Table 2. Segmentation task: number of samples and percentage of malignancy (vs. benign) for different years in the ISIC datasets (#segmented images/#total images).

Year	Train	Valid	Test	Total
2016	900/900	0	379/379	1279/1279
2017	2000/2000	150/150	600/600	2750/2750
2018	2594/10,015	100/193	1000/1512	3694/11,720
2019	0	0	0	0
2020	0	0	0	0

, respectively.

We used the ISIC datasets spanning several years, which incorporated dermoscopic images collected from multiple international institutions. The multi-institutional and multi-year nature of the dataset ensured a broad representation of patient populations, imaging equipment, and clinical settings. The geographic diversity of the contributing centers introduces spatial variability, while the inclusion of data collected across different years adds temporal diversity. This combination enhances the heterogeneity of the dataset, supporting the development and evaluation of models that are more likely to generalize well across diverse, real-world conditions. Consequently, the use of the ISIC dataset provides a strong foundation for building robust and widely applicable algorithms, reducing the risk of dataset bias and overfitting to specific clinical settings. This rich combination of annotated images and metadata makes the ISIC archive an invaluable resource for a variety of research and clinical applications. It supports tasks such as (1) melanoma detection, where machine learning algorithms can be trained to distinguish between benign and malignant lesions, (2) lesion segmentation, which involves identifying and isolating skin lesions in images, and (3) diagnostic predictions, where predictive models can utilize patient metadata and image data to forecast the likelihood of various skin conditions. Thus, the breadth and depth of the dataset make it a versatile and essential tool for advancing melanoma research and improving diagnostic accuracy in dermatology [30,31,32].
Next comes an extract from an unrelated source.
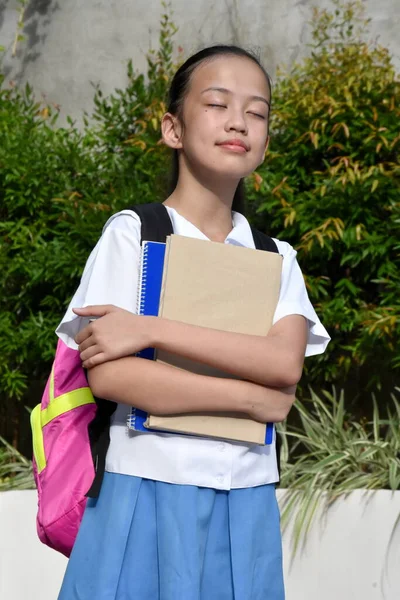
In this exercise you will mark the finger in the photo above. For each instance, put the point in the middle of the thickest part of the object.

Although the ISIC datasets contain many samples, which is one of the largest publicly available datasets, they lack information on race, ethnicity, and skin color groups or labels, which can lead to inaccurate predictions of skin melanoma. This research investigates the development of an AI-based method for estimating skin color from skin lesion image samples.

2.2. Skin Color Scales

Two well-known scales for skin color or tone are the Fitzpatrick [23] and Monk [33] skin tone (MST) scales. Both the Fitzpatrick and Monk scales assess skin color types but serve different purposes and have distinct methodologies. The Fitzpatrick scale, introduced by Dr. Thomas Fitzpatrick in 1975 [23], categorizes skin into six types based on its response to UV radiation, particularly focusing on whether the skin tends to burn or tan. These categories range from Type I, which always burns and never tans, to Type VI, which rarely burns and always tans. This scale is widely used in dermatology to evaluate the risk of sun damage, the likelihood of developing skin cancer, and to determine appropriate sun protection strategies for different individuals [23,24].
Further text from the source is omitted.